United Kingdom

Harsh criticism by renewables association of new wind power report

RenewableUK, the United Kingdom’s trade association for the wind, wave & tidal industry, has criticised a report published by the think tank Civitas for failing to understand how wind power works as part of the UK’s electricity generation system. The association says the report “relies on the work of cranks”, inflating the cost of wind energy by relying on inaccurate assumptions and failing to understand how modern grid works.
Harsh criticism by renewables association of new wind power report

The study entitled "Electricity costs: the folly of wind power", by Ruth Lea, Director of Civitas’s Manufacturing Renewal Project, claims that both onshore and offshore wind power are the most expensive forms of electricity generation. This is based on research by Colin Gibson, a former Director of National Grid (1993-1997), who recently spoke at an anti-wind conference in Scotland.

Mr Gibson’s research was based on a range of assumptions, particularly the need to build a new fleet of rapid-response gas power stations (known as open-cycle gas turbines, or OCGT) to back up wind generation on a MW-for-MW basis. These assumptions significantly inflate the cost of energy from wind, however RenewableUK highlight that the study “relies heavily on non-peer-reviewed research from anti-wind groups”.

Dr Gordon Edge, RenewableUK’s Director of Policy, said “Mr Gibson’s assumptions, upon which Ms Lea relies, are outliers to the mainstream of analysis in this area, to put it mildly. Dedicated OCGT plants are not required to provide back-up for wind. Instead, wind can be integrated into our existing electricity system to act as a fuel saver, enabling us to harness the weather when it’s available. Some additional investment is required, but credible analysis puts the cost at one-sixth of Mr Gibson’s inflated claims even with wind providing two-thirds of our power.”

“It is surprising that a think tank such as Civitas has published a report based on the work of anti-wind cranks, repeating the same discredited assertions. The UK’s energy policy over the next ten years will play a critical part in our economic success – offshore wind in particular has the potential to revitalise our manufacturing sector, with the promise of over 70,000 jobs. This report, based on outdated and inaccurate information, does nothing to advance the debate.” Dr Edge concluded.

Wind covers 12% demand earlier this month

At the end of last year, wind farms in the UK hit a high, covering more than 12% of UK electricity demand. RenewableUK praised National Grid's successful management of the record output reached on 28 December. During the entire month, strong winds allowed UK's wind fleet to meet an average of 5.3% of demand. RenewableUK, the trade association for the wind, wave & tidal industry, has praised National Grid's handling of the large volumes of electricity generated by wind farms over the festive season.

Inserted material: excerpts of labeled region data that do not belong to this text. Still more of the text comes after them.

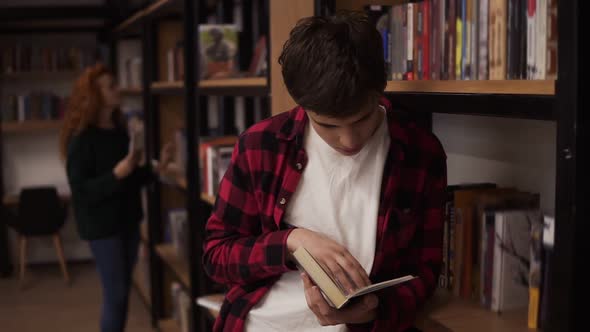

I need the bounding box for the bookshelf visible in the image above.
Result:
[156,244,190,289]
[271,0,579,332]
[152,77,268,96]
[111,0,270,331]
[385,80,555,96]
[158,319,180,332]
[133,268,152,308]
[119,88,143,96]
[115,0,580,332]
[2,120,62,134]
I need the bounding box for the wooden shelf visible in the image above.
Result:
[113,0,182,33]
[419,296,534,332]
[156,244,190,289]
[158,319,180,332]
[0,70,82,81]
[2,193,71,206]
[195,294,225,319]
[133,267,152,308]
[152,77,268,96]
[385,80,555,96]
[2,120,62,134]
[119,87,143,96]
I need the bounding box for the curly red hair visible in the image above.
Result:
[59,63,118,160]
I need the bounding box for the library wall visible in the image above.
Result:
[0,34,103,263]
[433,114,557,214]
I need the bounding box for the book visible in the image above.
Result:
[293,247,417,309]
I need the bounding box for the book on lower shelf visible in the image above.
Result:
[293,247,417,309]
[170,282,192,332]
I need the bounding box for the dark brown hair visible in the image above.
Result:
[279,11,387,117]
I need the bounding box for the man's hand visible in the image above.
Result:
[301,273,379,326]
[287,228,371,293]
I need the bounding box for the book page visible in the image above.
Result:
[348,275,417,298]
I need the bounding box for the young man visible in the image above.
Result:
[204,13,446,331]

"As we're generating increasingly large amounts of electricity from wind, feeding those large volumes of power into the system represents an engineering challenge to the National Grid – a challenge we are pleased to see they met over Christmas,” said Dr Edge.

National Grid is responsible for balancing the output of the UK's electricity generators with demand from consumers and businesses on a minute by minute basis. Integrating the variable output of wind generators involves taking a range of balancing actions, including reducing the rate at which fossil fuel generators consume fuel when wind output is higher. Last year, National Grid launched a new wind power forecasting system, allowing their engineers to more accurately predict output from the UK's growing fleet of wind farms.

A full analysis of the additional costs involved in incorporating wind and other forms of variable generation into the grid can be found in ‘Analysing technical constraints on renewable generation to 2050’ by Poyry.